不是“探出脑袋看看”的那种探法。是“我恨不得整个人飞出去”的那种探法。
他的半个肩膀都悬在半空了,腰带卡在栏杆上,脚尖微微踮起,整个人的重心已经移到了篮子外面,只靠腰腹的力量挂在栏杆上。风吹过来,他宽大的衣袖立刻灌满了风,鼓成了两个大袖子,哗啦啦地响,像两面白色的旗。
他手里不知道什么时候捡回了自己的羽扇,此刻他攥着扇柄,一边使劲挥舞,一边对着下方扯着嗓子欢呼。
“喔!!!”
那嗓门,比霍去病平时喊操练还大。
霍去病喊操练是什么动静?那是隔着三个校场都能听见、能把旗杆震得嗡嗡响的大嗓门。诸葛亮这嗓门,丝毫不逊色,甚至在高音区还略胜一筹。
大概是平时憋得太久了,一旦放开,就像决了堤的河水,哗啦啦地往外涌,拦都拦不住。
“妙啊!妙——”
声音在空旷的高空里传出去老远,被风带着飘向四面八方,惊起了远处山崖上一群栖息的鸟,黑压压地飞起来,在天上绕了好几个圈。
半点斯文气都没了。
刘备在一边看得目瞪口呆。他一只手还攥着栏杆,另一只手伸出去,颤巍巍地指着诸葛亮,嘴唇哆嗦了好几下,才憋出一句:“孔……孔明?你还好吗?”
诸葛亮完全没听见。
他的目光像是长了翅膀,跨过了底下的田野、河流,越过了远处的村落、山峦,着迷地盯着大地起起伏伏的曲线。眼睛亮得像藏了星星。

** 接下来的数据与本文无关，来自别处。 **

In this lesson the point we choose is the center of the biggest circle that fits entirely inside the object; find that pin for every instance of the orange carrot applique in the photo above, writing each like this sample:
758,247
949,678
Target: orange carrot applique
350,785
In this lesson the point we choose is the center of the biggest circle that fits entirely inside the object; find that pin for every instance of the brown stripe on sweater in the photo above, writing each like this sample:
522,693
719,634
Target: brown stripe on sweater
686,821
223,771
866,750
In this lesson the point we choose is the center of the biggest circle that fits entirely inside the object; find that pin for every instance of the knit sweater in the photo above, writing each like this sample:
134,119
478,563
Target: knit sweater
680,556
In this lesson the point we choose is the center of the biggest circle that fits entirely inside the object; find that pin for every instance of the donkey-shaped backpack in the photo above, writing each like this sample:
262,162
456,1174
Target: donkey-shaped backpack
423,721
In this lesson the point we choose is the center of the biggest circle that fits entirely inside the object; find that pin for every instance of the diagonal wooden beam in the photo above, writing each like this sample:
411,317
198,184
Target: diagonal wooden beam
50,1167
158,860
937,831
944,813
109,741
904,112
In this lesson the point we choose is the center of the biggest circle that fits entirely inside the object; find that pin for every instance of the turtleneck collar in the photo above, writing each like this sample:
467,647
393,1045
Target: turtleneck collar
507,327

不对,比星星还亮,简直像是把整个银河都倒进了眼眶里。
以前在地上看,只觉得山川是平的,土地是方的。站在襄阳城头上往下望,能看到城墙下密密麻麻的屋顶,看到远处田埂把田野分割成一块一块的方格,看到汉水像一条银线从城边流过。那时候觉得,这就是全部了。
可从天上往下望,才发现,完全不是那么回事。
大地是带着温柔起伏的。不是平的,不是方的,是一块被揉皱又慢慢展平的绿绸子,铺在天地之间。晨光从东边斜斜地打过来,把山丘的向阳面染成金黄,背阴面留在暗影里,明暗交错,层次分明。连蜿蜒的小路,都成了绸子上细细的纹路,顺着山势弯弯绕绕,把一个个村落串起来,像一条散落在大地上的珠链。